Results and discussion

To develop an expedient, modular approach to targeted sensors we decided to build on the success of sensor 1, the synthesis of which employed a high yielding Cu-mediated alkyne–azide cycloaddition (CuAAC) reaction, often simply called the “click” reaction.^21,22 The generality of this reaction, its operational simplicity and the availability of suitable alkyne and azide starting materials has rapidly elevated it to a method of choice for the synthesis of complex non-natural molecular targets²³ since it was first disclosed independently by Sharpless and Fokin, and Meldal in 2002. With a view to increasing the operational simplicity still further, we decided to develop a one-pot iterative methodology in which the targeting unit and the metal binding moiety are combined sequentially with a readily available fluorophore core.

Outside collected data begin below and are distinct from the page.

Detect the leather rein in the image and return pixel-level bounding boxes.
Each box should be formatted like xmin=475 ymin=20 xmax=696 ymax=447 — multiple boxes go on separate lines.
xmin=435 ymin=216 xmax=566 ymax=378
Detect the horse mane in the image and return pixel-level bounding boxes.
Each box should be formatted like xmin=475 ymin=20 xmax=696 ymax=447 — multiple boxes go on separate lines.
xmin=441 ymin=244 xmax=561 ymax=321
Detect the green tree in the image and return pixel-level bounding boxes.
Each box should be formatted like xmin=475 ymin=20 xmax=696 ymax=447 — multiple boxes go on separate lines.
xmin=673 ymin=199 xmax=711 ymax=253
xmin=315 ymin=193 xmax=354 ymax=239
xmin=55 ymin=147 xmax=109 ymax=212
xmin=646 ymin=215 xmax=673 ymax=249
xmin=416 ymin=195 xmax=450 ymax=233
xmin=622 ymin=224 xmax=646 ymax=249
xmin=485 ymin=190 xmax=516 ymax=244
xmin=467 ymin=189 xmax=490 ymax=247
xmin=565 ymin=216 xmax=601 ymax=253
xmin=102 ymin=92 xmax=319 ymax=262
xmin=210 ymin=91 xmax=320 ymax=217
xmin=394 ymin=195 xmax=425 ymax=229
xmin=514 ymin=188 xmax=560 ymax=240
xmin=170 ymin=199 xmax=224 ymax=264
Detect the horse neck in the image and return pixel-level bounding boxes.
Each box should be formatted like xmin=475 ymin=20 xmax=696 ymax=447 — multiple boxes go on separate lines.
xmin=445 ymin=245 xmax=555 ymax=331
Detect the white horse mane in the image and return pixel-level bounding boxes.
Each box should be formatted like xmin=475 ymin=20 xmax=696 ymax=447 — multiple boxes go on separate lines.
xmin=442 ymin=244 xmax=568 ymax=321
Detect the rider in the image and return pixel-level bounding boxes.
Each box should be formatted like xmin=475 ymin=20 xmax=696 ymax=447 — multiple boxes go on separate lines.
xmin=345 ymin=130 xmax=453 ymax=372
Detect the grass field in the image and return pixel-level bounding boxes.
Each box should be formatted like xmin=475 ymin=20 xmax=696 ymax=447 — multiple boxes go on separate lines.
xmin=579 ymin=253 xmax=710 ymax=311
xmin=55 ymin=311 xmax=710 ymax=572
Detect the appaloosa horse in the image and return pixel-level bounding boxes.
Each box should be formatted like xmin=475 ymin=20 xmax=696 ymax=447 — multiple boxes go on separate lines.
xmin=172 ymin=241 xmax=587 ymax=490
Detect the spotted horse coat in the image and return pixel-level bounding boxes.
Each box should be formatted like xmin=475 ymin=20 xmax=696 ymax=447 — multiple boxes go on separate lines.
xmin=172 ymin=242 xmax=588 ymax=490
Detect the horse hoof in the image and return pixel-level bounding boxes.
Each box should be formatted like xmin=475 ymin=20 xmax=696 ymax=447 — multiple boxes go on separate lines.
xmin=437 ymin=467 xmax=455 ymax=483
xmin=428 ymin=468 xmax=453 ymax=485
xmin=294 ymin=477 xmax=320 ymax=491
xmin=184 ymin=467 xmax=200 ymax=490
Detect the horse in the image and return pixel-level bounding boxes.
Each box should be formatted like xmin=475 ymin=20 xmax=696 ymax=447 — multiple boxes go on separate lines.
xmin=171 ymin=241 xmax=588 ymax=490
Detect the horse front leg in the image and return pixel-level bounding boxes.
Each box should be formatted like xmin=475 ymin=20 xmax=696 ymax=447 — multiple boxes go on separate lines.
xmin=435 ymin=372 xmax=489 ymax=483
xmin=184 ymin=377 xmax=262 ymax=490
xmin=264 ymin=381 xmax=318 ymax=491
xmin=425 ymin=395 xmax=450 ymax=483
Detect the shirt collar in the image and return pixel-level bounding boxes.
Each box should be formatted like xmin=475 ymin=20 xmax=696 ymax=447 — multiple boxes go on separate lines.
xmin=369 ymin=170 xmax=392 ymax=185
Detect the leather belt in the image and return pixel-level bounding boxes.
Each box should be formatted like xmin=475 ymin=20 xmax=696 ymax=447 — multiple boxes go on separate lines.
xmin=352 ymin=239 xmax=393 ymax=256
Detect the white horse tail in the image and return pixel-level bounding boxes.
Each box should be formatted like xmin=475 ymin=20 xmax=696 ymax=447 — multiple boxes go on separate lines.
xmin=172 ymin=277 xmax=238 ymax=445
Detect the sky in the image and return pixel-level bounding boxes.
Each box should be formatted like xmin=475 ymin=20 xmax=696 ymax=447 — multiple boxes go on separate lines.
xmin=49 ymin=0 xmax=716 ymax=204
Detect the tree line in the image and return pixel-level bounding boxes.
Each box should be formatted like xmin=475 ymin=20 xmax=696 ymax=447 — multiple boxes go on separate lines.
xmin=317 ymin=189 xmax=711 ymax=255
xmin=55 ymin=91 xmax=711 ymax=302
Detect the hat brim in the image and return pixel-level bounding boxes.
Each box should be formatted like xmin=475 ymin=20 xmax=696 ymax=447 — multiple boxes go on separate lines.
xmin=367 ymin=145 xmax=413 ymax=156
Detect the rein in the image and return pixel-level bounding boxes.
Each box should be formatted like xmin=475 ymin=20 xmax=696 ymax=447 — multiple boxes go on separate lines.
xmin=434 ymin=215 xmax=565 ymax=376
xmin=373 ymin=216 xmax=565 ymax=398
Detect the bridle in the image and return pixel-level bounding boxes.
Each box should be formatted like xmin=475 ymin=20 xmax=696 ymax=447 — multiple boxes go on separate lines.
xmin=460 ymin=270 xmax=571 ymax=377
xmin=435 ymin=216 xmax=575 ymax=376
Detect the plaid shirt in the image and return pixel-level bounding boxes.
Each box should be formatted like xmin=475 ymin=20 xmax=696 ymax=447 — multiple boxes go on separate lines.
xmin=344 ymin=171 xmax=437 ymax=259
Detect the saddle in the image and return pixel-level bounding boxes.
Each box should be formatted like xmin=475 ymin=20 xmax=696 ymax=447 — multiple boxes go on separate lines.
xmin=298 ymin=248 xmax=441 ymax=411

Development of a click-S_NAr-click approach for the synthesis of targeted probes for Zn²⁺

One-pot iterative click approaches have previously been developed that exploit the differential reactivity of dissimilar azide or alkyne functionality,²⁴ or in which the second alkyne or azide component is formed in situ.²⁵ The latter typically rely on the use of masked alkyne units such as silyl-protected acetylenes,²⁶ or masked azides in the form of leaving groups at sp³ centres.^27,28 Instead we decided to focus on a novel S_NAr approach that makes use of the unusual reactivity of the electron-deficient naphthalimide core of 1.²⁹

Building block 2 was synthesised in high yield (96%) in one step from commercially available 4-bromo-1,8-naphthalic anhydride. We optimised our iterative approach using benzyl azide and phenyl acetylene as model substrates. Acetylene 2 readily participated in the click reaction with benzyl azide in NMP in the presence of CuI. Subsequent addition of NaN₃ to the reaction mixture led to the S_NAr displacement of the bromide leaving group to give the required azide functionality for the second click reaction. The second coupling step proved more problematic. Firstly, the NaBr by-product of the S_NAr reaction was revealed to inhibit the click reaction in NMP, leading to slower reactions and significant levels of decomposition compared with the stepwise process. Rather than using silver salts to scavenge the bromide ions, this problem was overcome though the addition of EtOH as a co-solvent during the second click reaction, which presumably solvates the bromide anion. Secondly, even with this modification the final click reaction proved sluggish at room temperature. This was overcome by the addition of NaOAc as a base to accelerate the reaction.³⁰

Combining these results led to conditions under which the click-S_NAr-click sequence could be performed in one-pot over a 40 h period at room temperature through simple sequential addition of reagents with purification only performed after the final step (Fig. 3). Gratifyingly, in addition to being operationally trivial, and time and reagent efficient, the isolated yield of the one pot procedure significantly exceeded that of the stepwise process with model compound 4 produced in 85% yield compared with 41% with isolation and purification after each step.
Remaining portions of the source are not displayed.